Have any of you tried introducing a pacifier for an older baby? My 1-yr old always nurses to sleep when she's with me (we co-sleep, and I nurse her in bed and sneak away after she's asleep). My dh used to get her to fall asleep in his arms and then put her into bed, but now she wakes up every time he tries to put her down. We're wondering if she would stay asleep if she were sucking. Do you think it would work? Would we be perpetuating a bad habit, and perhaps even make it worse? Any other thoughts on how to help dh get her down for a nap? Thanks!


----------



## alegna (Jan 14, 2003)

No way I'd introduce a pacifier at that age. It is biologically normal for her to nurse to sleep.

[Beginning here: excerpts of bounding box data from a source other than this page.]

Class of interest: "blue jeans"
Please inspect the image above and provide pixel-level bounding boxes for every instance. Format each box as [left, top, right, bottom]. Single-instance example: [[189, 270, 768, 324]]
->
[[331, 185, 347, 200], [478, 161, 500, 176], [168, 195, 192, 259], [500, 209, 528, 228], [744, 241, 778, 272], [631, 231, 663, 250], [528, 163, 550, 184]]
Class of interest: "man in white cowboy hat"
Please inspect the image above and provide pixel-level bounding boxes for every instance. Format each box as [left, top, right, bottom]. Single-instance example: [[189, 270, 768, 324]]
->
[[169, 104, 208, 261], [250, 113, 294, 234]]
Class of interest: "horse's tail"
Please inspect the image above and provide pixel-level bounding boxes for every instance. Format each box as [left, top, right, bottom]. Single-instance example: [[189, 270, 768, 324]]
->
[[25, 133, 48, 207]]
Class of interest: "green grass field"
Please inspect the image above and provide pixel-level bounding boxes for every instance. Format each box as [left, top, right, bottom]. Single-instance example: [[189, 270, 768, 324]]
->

I would consider a pacifier for an infant with a high suck need. But I do not think it would be appropriate to introduce one that late without an extraordinary reason.

-Angela


----------



## readytobedone (Apr 6, 2007)

Quote:


Originally Posted by *alegna* 
No way I'd introduce a pacifier at that age. It is biologically normal for her to nurse to sleep.

I would consider a pacifier for an infant with a high suck need. But I do not think it would be appropriate to introduce one that late without an extraordinary reason.

-Angela

i will disagree. i don't see any harm in trying it. it probably won't work that late anyway, though.

one qualification: i see no harm in trying it as long as you're not going to do something crazy, like cold turkey wean her from it in 3 months because you decide she's too old.

when DD started taking a paci around 5 months, i realized i'm going to have to follow her lead about weaning the paci. otherwise it's just not fair to give them one.


----------



## RoadWorkAhead (Sep 8, 2005)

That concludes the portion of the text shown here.